Song by Napua Stevens
- Songwriter: Jack Pitman

= Beyond the Reef =

"Beyond The Reef" is a song written by Canadian Jack Pitman in Hawaii in 1948. It was first performed by Hawaiian artist Napua Stevens in 1949.

Although Pitman was living in Hawaii when he wrote it, "Beyond the Reef" does not contain any Hawaiian language words or any mention of Hawaii. It is a slow song in the key of C major with a 2-5-1 progression with D minor, G major and C major. It features the steel guitar as do many of the hapa-haole songs written during this period.

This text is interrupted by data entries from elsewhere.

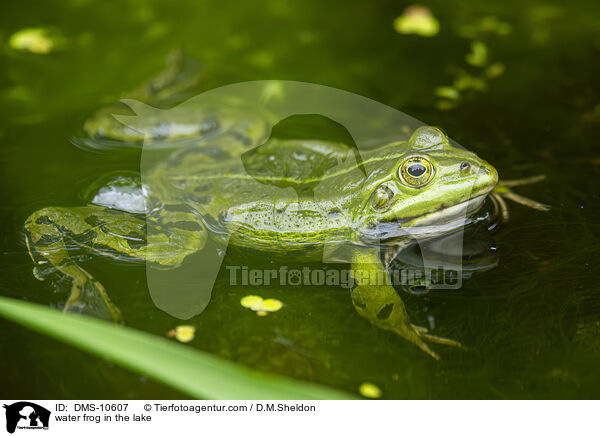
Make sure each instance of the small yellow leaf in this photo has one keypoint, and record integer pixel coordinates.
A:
(185, 333)
(252, 302)
(369, 390)
(271, 305)
(417, 20)
(36, 40)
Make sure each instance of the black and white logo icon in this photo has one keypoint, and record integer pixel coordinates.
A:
(26, 415)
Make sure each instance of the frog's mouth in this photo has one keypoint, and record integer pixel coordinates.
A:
(431, 224)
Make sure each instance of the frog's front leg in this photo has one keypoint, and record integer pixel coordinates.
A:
(376, 300)
(54, 233)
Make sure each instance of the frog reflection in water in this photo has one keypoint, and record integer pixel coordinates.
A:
(424, 183)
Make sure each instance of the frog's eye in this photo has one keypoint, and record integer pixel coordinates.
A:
(381, 199)
(416, 171)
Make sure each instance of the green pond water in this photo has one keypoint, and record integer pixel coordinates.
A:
(516, 82)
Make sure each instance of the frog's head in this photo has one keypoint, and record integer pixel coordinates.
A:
(429, 190)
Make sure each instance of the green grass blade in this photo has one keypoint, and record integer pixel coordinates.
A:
(188, 370)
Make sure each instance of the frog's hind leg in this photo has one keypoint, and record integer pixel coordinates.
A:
(377, 301)
(51, 235)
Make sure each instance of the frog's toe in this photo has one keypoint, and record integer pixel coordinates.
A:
(90, 298)
(423, 333)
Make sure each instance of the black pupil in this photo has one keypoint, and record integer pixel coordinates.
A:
(416, 170)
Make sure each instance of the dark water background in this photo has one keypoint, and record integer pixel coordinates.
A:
(531, 325)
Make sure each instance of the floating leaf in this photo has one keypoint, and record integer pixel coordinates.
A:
(418, 20)
(191, 371)
(36, 40)
(369, 390)
(478, 55)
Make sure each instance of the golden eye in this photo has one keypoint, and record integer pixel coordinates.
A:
(381, 199)
(416, 171)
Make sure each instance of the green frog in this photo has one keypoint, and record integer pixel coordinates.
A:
(226, 183)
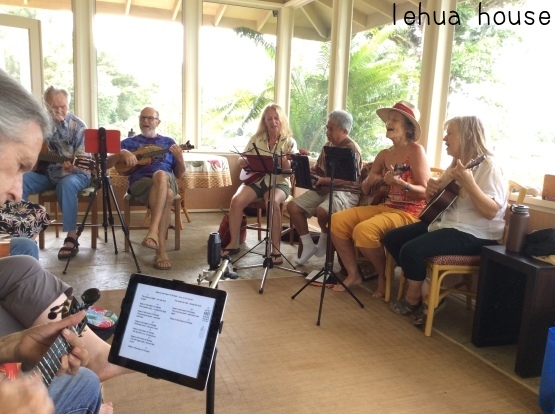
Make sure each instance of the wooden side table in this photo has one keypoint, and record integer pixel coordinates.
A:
(515, 303)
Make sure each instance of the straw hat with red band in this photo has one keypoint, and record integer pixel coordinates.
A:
(408, 110)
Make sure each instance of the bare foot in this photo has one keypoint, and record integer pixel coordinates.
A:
(380, 290)
(349, 282)
(378, 294)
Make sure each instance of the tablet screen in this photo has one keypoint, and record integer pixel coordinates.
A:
(168, 329)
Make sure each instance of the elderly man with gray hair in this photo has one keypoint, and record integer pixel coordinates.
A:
(67, 140)
(316, 202)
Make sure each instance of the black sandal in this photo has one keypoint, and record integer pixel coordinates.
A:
(72, 250)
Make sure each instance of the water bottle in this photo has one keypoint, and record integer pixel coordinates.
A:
(518, 227)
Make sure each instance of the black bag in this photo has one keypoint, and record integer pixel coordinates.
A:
(225, 236)
(540, 243)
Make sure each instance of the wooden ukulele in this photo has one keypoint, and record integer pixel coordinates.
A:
(444, 197)
(46, 158)
(51, 361)
(258, 163)
(380, 190)
(144, 157)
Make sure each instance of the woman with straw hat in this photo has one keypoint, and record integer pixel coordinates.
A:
(400, 172)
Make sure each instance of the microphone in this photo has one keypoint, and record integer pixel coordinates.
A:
(216, 269)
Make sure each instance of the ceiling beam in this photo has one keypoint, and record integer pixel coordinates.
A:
(381, 6)
(295, 4)
(264, 16)
(259, 4)
(377, 20)
(314, 18)
(176, 7)
(219, 14)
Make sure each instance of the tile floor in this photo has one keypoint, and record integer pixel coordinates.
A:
(104, 269)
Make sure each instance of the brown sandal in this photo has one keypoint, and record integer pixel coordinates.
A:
(72, 251)
(151, 236)
(159, 259)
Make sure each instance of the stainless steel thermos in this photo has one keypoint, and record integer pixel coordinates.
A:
(518, 227)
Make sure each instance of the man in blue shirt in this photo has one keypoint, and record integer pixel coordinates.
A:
(67, 140)
(154, 183)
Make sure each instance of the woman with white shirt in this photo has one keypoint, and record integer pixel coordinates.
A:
(475, 219)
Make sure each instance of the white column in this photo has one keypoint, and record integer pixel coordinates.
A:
(341, 30)
(192, 22)
(85, 90)
(434, 79)
(284, 36)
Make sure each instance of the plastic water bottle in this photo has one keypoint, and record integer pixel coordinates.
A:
(518, 227)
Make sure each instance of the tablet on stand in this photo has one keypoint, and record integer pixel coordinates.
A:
(168, 330)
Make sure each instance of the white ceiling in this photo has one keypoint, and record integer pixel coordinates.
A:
(312, 17)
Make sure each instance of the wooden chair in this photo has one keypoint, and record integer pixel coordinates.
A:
(84, 197)
(439, 267)
(122, 182)
(261, 205)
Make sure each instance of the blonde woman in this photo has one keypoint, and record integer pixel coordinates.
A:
(474, 220)
(272, 136)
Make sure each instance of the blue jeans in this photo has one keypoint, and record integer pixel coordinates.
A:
(76, 394)
(66, 191)
(22, 246)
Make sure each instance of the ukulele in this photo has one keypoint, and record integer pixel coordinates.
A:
(144, 157)
(51, 361)
(46, 158)
(380, 190)
(256, 167)
(444, 197)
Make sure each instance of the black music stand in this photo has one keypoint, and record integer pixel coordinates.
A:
(341, 163)
(268, 264)
(104, 182)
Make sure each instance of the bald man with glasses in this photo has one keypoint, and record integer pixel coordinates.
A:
(154, 184)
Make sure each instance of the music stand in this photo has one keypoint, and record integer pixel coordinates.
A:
(101, 142)
(341, 163)
(268, 264)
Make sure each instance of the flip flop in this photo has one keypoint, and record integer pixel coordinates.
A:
(230, 252)
(72, 250)
(150, 236)
(158, 260)
(275, 258)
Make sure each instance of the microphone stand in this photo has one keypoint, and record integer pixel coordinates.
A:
(327, 270)
(268, 264)
(105, 182)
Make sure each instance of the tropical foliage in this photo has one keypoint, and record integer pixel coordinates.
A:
(384, 68)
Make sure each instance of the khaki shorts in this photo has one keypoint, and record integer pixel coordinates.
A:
(140, 190)
(311, 200)
(262, 189)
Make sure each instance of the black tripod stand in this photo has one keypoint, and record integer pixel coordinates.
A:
(105, 182)
(268, 264)
(342, 158)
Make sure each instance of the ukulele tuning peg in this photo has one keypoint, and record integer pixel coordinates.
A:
(90, 296)
(56, 310)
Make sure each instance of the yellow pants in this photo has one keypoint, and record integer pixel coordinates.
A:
(367, 225)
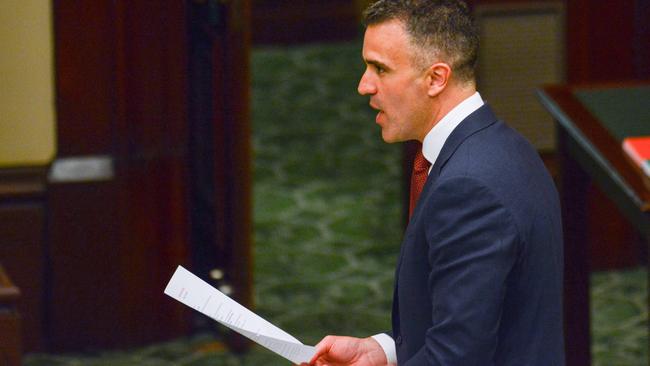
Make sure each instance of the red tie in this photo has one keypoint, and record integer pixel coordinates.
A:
(418, 178)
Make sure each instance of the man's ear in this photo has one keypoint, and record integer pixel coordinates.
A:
(438, 76)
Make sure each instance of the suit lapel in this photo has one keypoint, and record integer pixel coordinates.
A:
(478, 120)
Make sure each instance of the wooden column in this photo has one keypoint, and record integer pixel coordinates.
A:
(10, 331)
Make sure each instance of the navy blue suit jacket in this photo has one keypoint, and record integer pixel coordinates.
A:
(479, 278)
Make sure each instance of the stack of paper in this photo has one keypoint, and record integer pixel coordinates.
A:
(199, 295)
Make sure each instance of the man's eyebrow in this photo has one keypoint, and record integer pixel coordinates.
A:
(377, 64)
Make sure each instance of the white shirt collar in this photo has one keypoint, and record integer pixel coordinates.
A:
(435, 139)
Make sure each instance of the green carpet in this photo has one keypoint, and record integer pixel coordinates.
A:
(327, 221)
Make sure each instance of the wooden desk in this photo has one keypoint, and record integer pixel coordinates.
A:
(10, 335)
(591, 124)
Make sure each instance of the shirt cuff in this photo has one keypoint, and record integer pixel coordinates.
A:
(388, 345)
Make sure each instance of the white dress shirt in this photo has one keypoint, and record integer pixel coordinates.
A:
(431, 146)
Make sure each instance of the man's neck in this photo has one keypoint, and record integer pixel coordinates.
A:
(447, 100)
(452, 96)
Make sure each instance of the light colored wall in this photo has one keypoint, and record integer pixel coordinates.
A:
(27, 115)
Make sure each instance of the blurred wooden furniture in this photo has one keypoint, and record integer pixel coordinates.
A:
(10, 331)
(592, 121)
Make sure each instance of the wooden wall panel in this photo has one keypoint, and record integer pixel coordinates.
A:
(84, 37)
(114, 243)
(22, 246)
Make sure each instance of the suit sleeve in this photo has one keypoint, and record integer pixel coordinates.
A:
(472, 246)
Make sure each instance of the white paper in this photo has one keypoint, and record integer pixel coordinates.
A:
(192, 291)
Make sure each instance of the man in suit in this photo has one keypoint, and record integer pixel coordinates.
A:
(479, 277)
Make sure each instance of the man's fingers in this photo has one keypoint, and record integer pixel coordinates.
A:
(322, 348)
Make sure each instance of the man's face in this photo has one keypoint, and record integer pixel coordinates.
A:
(397, 88)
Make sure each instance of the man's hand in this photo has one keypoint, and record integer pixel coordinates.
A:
(348, 351)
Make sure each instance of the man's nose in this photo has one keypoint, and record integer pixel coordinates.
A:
(366, 86)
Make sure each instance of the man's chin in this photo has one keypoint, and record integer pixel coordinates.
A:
(389, 138)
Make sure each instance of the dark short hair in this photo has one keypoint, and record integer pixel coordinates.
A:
(437, 28)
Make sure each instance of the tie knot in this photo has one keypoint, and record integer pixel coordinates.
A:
(418, 178)
(420, 163)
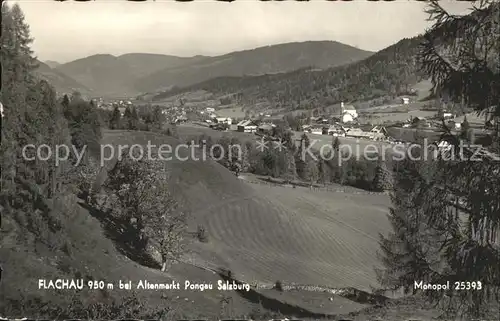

==Notable cover versions==
- Bing Crosby recorded the song on 5 September 1950 and Crosby's recording reached No. 26 on the Billboard pop chart.
- Marty Robbins included the song on his 1957 album Song of the Islands.
- Andy Williams released a version on his 1959 album, To You Sweetheart, Aloha.
- George Greeley recorded an instrumental version of the song in 1960 on his Warner Bros. album, The Most Beautiful Music of Hawaii.
- The Ventures also recorded the song on their third album, Another Smash, in September 1961.
- Vic Damone included the song on his 1962 album Strange Enchantment.
- Burl Ives included the song on his 1965 album On the Beach at Waikiki.
- Elvis Presley recorded his version of the song on 27 May 1966 but this recording was only released on a boxset in 1980/1 and as the b-side to "It’s only love" released in 1970.